Around the time Peckinpah’s second movie, Ride the High Country (1962) came out, Harry Julian Fink’s treatment for Major Dundee, the story of a disgraced cavalry officer who drives his men on a long hazardous trip into Mexico in pursuit of a band of Apaches, fell into the hands of Charlton Heston and producer Jerry Bresler. When they started hunting for a director, it took a screening of Ride the High Country to point them to Peckinpah.
The movie and its long, troubled production has filled books and several scholarly web pages. Much of the discussion points to how Columbia Pictures dissected the film, and the misconduct and mismanagement on the set.
In 2005, a version of the movie was released to DVD that restored 12 minutes of footage and attached a far better musical score. The film is still missing chunks, but we now have a version close enough to the mark to answer the question of whether Major Dundee would have been a great Western had Peckinpah been given his promised budget and/or final cut.
The answer is no. The picture has a lot going for it, it’s full of terrific ideas and it gets a bit of a jump on the Spaghetti Westerns that were just beginning to emerge at the time, but it never becomes a truly epic statement on the traditional cavalry film.
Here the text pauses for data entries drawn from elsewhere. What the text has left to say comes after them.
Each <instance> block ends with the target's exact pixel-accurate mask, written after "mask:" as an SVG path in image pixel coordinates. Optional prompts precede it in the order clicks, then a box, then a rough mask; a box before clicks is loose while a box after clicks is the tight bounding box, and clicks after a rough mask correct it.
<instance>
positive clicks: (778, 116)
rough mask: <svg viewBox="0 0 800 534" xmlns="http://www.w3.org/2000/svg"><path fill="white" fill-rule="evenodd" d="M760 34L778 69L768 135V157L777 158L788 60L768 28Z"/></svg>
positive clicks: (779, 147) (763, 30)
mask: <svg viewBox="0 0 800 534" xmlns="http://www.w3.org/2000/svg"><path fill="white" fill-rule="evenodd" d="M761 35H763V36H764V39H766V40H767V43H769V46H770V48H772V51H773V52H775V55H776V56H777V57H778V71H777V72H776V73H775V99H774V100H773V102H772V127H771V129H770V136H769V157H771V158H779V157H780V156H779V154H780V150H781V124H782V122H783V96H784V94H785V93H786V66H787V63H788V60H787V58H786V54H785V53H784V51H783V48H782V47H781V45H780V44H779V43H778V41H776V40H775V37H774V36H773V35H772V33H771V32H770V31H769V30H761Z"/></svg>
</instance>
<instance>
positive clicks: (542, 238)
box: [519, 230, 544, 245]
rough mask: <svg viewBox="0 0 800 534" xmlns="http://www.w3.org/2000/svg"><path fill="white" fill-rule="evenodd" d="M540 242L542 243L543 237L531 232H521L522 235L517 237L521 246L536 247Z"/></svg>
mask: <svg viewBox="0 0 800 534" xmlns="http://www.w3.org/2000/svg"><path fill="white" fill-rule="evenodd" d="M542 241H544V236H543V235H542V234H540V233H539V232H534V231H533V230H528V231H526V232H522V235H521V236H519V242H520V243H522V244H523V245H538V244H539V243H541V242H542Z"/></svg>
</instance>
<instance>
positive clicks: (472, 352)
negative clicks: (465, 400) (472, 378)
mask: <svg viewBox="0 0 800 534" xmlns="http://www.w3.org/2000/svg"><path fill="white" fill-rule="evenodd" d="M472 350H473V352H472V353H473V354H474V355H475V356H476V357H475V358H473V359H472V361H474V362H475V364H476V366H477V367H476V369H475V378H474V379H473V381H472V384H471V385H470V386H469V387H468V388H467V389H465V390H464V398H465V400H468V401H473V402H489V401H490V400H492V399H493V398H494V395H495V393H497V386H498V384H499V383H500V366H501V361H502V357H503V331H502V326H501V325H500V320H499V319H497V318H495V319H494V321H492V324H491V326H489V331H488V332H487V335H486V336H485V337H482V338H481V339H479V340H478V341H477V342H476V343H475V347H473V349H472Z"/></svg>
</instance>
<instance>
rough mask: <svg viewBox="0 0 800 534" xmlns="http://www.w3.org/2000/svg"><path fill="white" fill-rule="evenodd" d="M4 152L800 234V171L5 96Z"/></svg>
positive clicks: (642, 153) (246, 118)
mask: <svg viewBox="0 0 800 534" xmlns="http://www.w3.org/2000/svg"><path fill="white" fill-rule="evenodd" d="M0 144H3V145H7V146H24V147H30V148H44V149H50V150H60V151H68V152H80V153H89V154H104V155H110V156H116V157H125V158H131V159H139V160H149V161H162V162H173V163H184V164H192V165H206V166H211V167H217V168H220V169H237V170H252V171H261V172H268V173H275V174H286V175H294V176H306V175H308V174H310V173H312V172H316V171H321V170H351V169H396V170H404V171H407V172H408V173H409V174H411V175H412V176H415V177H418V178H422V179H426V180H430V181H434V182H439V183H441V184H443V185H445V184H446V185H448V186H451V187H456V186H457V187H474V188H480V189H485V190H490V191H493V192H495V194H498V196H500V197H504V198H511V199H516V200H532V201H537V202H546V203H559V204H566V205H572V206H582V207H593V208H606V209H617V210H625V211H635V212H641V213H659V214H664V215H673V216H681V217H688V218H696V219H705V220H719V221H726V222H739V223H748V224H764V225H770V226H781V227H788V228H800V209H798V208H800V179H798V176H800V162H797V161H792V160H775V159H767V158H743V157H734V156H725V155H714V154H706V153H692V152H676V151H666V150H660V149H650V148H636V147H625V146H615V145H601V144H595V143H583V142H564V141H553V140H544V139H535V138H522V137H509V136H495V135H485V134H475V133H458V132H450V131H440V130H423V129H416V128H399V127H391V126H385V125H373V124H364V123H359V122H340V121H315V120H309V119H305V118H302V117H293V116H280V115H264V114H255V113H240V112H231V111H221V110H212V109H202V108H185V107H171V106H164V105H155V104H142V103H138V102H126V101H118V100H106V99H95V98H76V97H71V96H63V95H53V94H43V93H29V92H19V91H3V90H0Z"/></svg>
Still, it’s a ferociously ambitious film that anticipates some of Peckinpah’s future successes, especially The Wild Bunch; it also points a bony finger toward his future failures, of which there were far too many.
The one drawback to the 2007 reissue is that some extras from the 2005 package have been pulled (the jacket on my copy still promises extended and deleted scenes that aren’t on the actual disc). Considering the work that went into restoring and rescoring this disc, and adding the supplemental material on the earlier go-round, whittling it down like this makes Sony look pretty cheap.